Keptn v1 reached EOL December 22, 2023. For more information see https://bit.ly/keptn

Install

In order to evaluate the quality gates and allow self-healing in production, we must set up monitoring to get the needed data and fetch the values for the SLIs that are referenced in an SLO configuration.

Prerequisites

  • Keptn project with at least one deployed service with a /metrics endpoint for Prometheus.

  • Prometheus Monitoring installed in monitoring namespace

    kubectl create namespace monitoring
    helm repo add prometheus-community https://prometheus-community.github.io/helm-charts
    helm install prometheus prometheus-community/prometheus --namespace monitoring
    
  • The prometheus-service (which will be deployed later) needs access to the Prometheus instance. By default it uses the Prometheus instance running on the same Kubernetes cluster as Keptn control-plane, in the monitoring namespace. If you are using another, external Prometheus instance, create a secret containing the user, password, and url. The secret must have the following format (please note the double-space indentation):

    user: username
    password: ***
    url: http://prometheus-service.monitoring.svc.cluster.local:8080

If this information is stored in a file, e.g. prometheus-creds.yaml, the secret can be created with the following command. Please note that there is a naming convention for the secret because this can be configured per project. Thus, the secret must have the name prometheus-credentials-<project>. Do not forget to replace the <project> placeholder with the name of your project:

kubectl create secret -n keptn generic prometheus-credentials-<project> --from-file=prometheus-credentials=./prometheus-creds.yaml

For more details, see the README for prometheus-service.
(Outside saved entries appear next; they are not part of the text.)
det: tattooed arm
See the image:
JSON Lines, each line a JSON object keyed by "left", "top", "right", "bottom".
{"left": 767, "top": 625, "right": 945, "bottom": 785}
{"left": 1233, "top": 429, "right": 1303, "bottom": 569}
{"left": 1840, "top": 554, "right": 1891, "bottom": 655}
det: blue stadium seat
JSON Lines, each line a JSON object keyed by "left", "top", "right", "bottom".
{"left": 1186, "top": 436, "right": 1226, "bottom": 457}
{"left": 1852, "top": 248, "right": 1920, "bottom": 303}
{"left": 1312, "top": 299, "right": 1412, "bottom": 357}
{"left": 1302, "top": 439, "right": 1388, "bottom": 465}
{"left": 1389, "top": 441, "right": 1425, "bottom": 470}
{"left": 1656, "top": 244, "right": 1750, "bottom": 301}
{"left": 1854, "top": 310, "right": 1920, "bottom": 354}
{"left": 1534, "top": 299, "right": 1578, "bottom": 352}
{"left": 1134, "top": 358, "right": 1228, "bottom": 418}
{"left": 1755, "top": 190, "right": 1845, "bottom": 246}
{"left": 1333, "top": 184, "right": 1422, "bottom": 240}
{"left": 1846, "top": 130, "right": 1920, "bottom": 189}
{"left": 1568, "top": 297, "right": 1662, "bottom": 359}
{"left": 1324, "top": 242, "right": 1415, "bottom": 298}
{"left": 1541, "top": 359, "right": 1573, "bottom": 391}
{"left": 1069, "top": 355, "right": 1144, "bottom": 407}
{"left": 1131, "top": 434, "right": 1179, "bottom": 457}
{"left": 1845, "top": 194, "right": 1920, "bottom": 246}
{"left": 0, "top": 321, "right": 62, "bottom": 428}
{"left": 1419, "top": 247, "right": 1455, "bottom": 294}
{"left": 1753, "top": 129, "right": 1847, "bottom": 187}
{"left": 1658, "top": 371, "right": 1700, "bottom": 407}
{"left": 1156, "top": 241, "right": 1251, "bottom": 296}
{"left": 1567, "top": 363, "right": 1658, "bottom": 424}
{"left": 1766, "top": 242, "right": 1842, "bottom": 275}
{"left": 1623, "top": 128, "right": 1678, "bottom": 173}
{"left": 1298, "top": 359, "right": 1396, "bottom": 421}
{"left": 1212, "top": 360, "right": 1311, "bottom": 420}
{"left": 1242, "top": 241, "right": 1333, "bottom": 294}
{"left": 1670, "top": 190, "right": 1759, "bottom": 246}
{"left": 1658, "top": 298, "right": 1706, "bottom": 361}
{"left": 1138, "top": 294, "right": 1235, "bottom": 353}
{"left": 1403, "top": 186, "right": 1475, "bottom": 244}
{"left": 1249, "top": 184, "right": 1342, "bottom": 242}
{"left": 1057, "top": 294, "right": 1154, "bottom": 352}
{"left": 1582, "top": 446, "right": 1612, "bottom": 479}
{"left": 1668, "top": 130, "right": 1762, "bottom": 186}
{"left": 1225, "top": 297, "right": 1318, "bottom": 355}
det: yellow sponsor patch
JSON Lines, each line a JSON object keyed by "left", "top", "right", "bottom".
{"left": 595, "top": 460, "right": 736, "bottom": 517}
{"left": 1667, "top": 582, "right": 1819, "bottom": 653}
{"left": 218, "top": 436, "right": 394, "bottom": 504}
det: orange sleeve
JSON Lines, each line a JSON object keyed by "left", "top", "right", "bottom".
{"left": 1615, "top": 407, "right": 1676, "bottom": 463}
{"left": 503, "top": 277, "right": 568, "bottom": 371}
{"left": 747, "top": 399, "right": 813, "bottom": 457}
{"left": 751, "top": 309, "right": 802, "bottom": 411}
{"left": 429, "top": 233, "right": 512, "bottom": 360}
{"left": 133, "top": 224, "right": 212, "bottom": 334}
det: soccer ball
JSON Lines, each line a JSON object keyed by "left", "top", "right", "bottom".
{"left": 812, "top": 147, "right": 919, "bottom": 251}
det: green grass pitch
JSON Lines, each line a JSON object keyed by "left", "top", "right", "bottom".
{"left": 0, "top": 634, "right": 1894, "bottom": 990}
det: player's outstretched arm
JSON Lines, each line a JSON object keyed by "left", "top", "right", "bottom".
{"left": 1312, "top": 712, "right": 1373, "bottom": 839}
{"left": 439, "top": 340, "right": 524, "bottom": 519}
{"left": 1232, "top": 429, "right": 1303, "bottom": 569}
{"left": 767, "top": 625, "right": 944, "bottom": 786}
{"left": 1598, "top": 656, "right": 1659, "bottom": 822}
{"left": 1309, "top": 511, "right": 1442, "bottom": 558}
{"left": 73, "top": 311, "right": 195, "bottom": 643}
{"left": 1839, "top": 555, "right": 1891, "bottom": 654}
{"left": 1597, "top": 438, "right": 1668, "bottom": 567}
Set up Prometheus Keptn integration

Execute the following steps to install prometheus-service

  • Install prometheus-service in keptn namespace
helm upgrade --install -n keptn prometheus-service https://github.com/keptn-contrib/prometheus-service/releases/download/0.8.0/prometheus-service-0.8.0.tgz --reuse-values
  • Install Role and RoleBinding to permit the prometheus-service for performing operations in the Prometheus installed namespace:
kubectl -n monitoring apply -f https://raw.githubusercontent.com/keptn-contrib/prometheus-service/0.8.0/deploy/role.yaml
  • Execute the following command which performs:
    • an update of the Prometheus configuration to add scrape jobs for the service in the specified Keptn project
    • the defintion of alert rules based on the SLO configuration of that service in the various stages. Please note: If no SLO is available in a stage, no alert rule will be created. Besides, the alert will be firing after monitoring a violation of the SLO for more than 10 minutes.
keptn configure monitoring prometheus --project=sockshop --service=carts

Verify Prometheus setup in your cluster

  • To verify that the Prometheus scrape jobs are correctly set up, you can access Prometheus by enabling port-forwarding for the prometheus-server:
kubectl -n monitoring port-forward svc/prometheus-server 8080:80

Prometheus is then available on localhost:8080/targets where you can see the targets for the service.

Prometheus Targets

Configure custom Prometheus SLIs

To tell the prometheus-service how to acquire the values of an SLI, the correct query needs to be configured. This is done by adding an SLI configuration to a project, stage, or service using the add-resource command. The resource identifier must be prometheus/sli.yaml.

  • In the below example, the SLI configuration as specified in the sli-config-prometheus.yaml file is added to the service carts in stage hardening from project sockshop.
keptn add-resource --project=sockshop --stage=hardening --service=carts --resource=sli-config-prometheus.yaml --resourceUri=prometheus/sli.yaml

Note: The add-resource command can be used to store a configuration on project-, stage-, or service-level. If you store SLI configurations on different levels, see Add SLI configuration to a Service, Stage, or Project to learn which configuration overrides the others based on an example.

Example for custom SLI:

Please take a look at this snippet, which implements a concrete SLI configuration to learn more about the structure of a SLI file. It is possible to use placeholders such as $PROJECT (e.g., sockshop), $SERVICE (e.g., carts), $STAGE (e.g., staging) and $DURATION_SECONDS in the queries.

---
spec_version: '1.0'
indicators:
  response_time_p50: histogram_quantile(0.5, sum by(le) (rate(http_response_time_milliseconds_bucket{job="$SERVICE-$PROJECT-$STAGE"}[$DURATION_SECONDS])))
  response_time_p90: histogram_quantile(0.9, sum by(le) (rate(http_response_time_milliseconds_bucket{job="$SERVICE-$PROJECT-$STAGE"}[$DURATION_SECONDS])))
  response_time_p95: histogram_quantile(0.95, sum by(le) (rate(http_response_time_milliseconds_bucket{job="$SERVICE-$PROJECT-$STAGE"}[$DURATION_SECONDS])))